Entrevista:O Estado inteligente

quarta-feira, novembro 14, 2007

Terceira via petista



editorial
O Estado de S. Paulo
14/11/2007

O desfecho mais provável do pleito no PT marcado para 2 de dezembro ainda é a reeleição do atual presidente, o deputado e ex-ministro Ricardo Berzoini. Na reta final do primeiro turno de 2006, a turma de “aloprados” que ele chefiava no comitê central da campanha de Lula foi apanhada com a boca na botija armando uma baixaria contra o candidato tucano ao governo paulista, José Serra, mediante o infame dossiê Vedoin. O único ou principal resultado prático da tosca manobra, graças à sua revelação, foi o efeito bumerangue que adiou a reeleição do companheiro-presidente para a rodada final. À época, Lula cobrou de Berzoini, publicamente, que esclarecesse o imbróglio. Ele nunca fez isso e o cobrador, como era de prever, deixou por isso mesmo também esse “erro” de sua gente.

Depois de fingir que não queria continuar no posto a que ascendeu quando o mensalão fez cair em desgraça o antecessor José Genoino, mais o secretário e o tesoureiro da sigla, Berzoini foi à luta como o candidato de Lula e do “centrão” petista, o antigo Campo Majoritário rebatizado de Construindo um Novo Brasil. É o PT-governo por excelência, o appart do lulismo. Antes de virem a público os “desvios éticos” dos majoritários, o seu campo tinha o apoio de cerca de 60% dos filiados petistas. Atualmente deve reunir a metade da companheirada. Em 2005, no pós-mensalão, os autodenominados construtores do novo Brasil demoliram os ensaios do ministro Tarso Genro de construir um novo partido - ou, nas suas palavras, de promover a sua “refundação”.

Agora, ainda que se confirme a vitória de Berzoini sobre o seu adversário, o deputado José Eduardo Martins Cardozo, do movimento Mensagem ao Partido, integrado por Genro, o discurso oposicionista - por exemplo, “o PT desistiu da utopia”, como ele deplora - põe a opinião pública em contato com uma forma sui generis de pensamento petista. Distingue-se tanto da linha predominante, segundo a qual os fins justificam os meios, quanto daquela, que deu no PSOL, progressista na ética e retrógrada em tudo mais (o radicalismo de mãos limpas que jamais deixou de repelir o aggiornamento configurado na Carta ao Povo Brasileiro, de junho de 2002). Essa terceira via parece ter no governador baiano Jaques Wagner um dos seus mais insistentes porta-vozes.

Ao menos é a impressão que fica da sua entrevista ao Estado (9/11). Ele não vacila em admitir que “o bom momento que vivemos começou há 13 anos, com o Plano Real, não começou com o governo do PT” - uma heresia para uma parcela dos petistas e uma inconveniência para outra, que sabe disso, mas não gosta que se diga. Quando a eleição que mobiliza Wagner se trava dentro e não fora do partido, é preciso coragem para fazer uma afirmação como aquela, que pode ser tudo menos eleitoreira. E no contexto de duas outras manifestações heterodoxas: a defesa da troca de comando na presidência do partido e a admissão de que “essas coisas (o mensalão) não se apagarão mais da nossa história”.
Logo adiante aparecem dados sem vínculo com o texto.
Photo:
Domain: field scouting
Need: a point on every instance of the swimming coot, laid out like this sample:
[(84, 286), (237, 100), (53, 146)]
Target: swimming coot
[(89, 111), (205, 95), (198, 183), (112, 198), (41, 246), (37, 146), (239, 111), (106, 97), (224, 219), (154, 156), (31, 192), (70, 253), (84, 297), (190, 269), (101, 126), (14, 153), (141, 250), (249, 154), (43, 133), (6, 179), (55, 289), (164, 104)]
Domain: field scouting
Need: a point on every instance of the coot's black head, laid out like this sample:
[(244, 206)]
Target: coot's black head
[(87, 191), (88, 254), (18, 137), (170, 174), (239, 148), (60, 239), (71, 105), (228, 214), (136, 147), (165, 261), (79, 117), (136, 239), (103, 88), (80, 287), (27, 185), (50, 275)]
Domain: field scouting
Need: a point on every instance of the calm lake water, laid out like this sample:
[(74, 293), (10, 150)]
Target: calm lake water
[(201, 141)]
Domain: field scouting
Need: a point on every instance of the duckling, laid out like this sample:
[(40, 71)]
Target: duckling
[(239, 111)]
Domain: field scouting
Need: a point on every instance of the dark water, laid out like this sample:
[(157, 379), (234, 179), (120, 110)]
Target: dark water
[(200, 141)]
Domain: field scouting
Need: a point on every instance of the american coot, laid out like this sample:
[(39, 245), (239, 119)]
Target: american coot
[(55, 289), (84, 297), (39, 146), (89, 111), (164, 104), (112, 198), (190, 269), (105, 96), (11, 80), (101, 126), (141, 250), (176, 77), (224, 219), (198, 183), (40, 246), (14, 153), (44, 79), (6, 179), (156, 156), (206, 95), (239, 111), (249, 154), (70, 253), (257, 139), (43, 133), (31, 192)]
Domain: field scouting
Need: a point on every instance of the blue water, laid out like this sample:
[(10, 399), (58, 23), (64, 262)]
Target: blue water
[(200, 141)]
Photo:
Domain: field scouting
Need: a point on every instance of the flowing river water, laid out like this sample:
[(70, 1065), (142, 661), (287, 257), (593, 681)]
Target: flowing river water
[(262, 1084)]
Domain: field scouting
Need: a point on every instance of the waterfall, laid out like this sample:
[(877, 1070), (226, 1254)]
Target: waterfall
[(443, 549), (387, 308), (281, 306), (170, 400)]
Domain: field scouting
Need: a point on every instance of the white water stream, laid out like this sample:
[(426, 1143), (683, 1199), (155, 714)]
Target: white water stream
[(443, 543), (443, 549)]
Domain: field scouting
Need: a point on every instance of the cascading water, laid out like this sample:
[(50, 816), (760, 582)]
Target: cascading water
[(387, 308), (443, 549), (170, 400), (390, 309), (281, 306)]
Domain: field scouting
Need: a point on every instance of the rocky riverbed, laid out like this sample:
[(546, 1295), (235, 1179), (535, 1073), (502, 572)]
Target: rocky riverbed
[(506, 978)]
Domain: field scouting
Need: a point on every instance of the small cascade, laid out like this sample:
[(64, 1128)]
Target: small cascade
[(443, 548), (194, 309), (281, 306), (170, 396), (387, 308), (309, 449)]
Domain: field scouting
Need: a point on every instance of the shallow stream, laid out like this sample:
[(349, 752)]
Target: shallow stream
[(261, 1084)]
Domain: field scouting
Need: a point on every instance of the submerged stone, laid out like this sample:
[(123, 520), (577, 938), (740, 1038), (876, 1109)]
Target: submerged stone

Wagner retoma, na entrevista, uma idéia sugestiva ultimamente pouco mencionada. Ele e Genro estiveram entre os primeiros a chamar a atenção para os benefícios potenciais da troca de papéis entre PSDB e PT ao longo dos últimos 12 anos, um e outro experimentando as servidões do poder e os confortos da oposição (ou vice-versa). “Depois que você governa e conhece as dificuldades, terá passado por um processo de aprendizado para quando estiver de novo na oposição”, raciocina o governador. “Uma vez no governo você vê que as coisas não são fáceis. E a oposição tem um olhar mais crítico e clínico sobre o que você faz no governo.” A moral da história, para ele, é que esse dado da realidade pode tornar menos maniqueísta o debate político, se houver ânimo e boa-fé de parte a parte.

Essa expectativa não o impede de reconhecer que o caminho é longo - “nós ainda funcionamos muito na dicotomia”, lamenta. Cita, a propósito, companheiros que o aconselharam a “botar para quebrar em cima dos caras”, depois que derrotou o carlismo na Bahia. Ele preferiu dizer, numa inauguração, que “os outros trabalharam e eu estou vindo cortar o bolo”.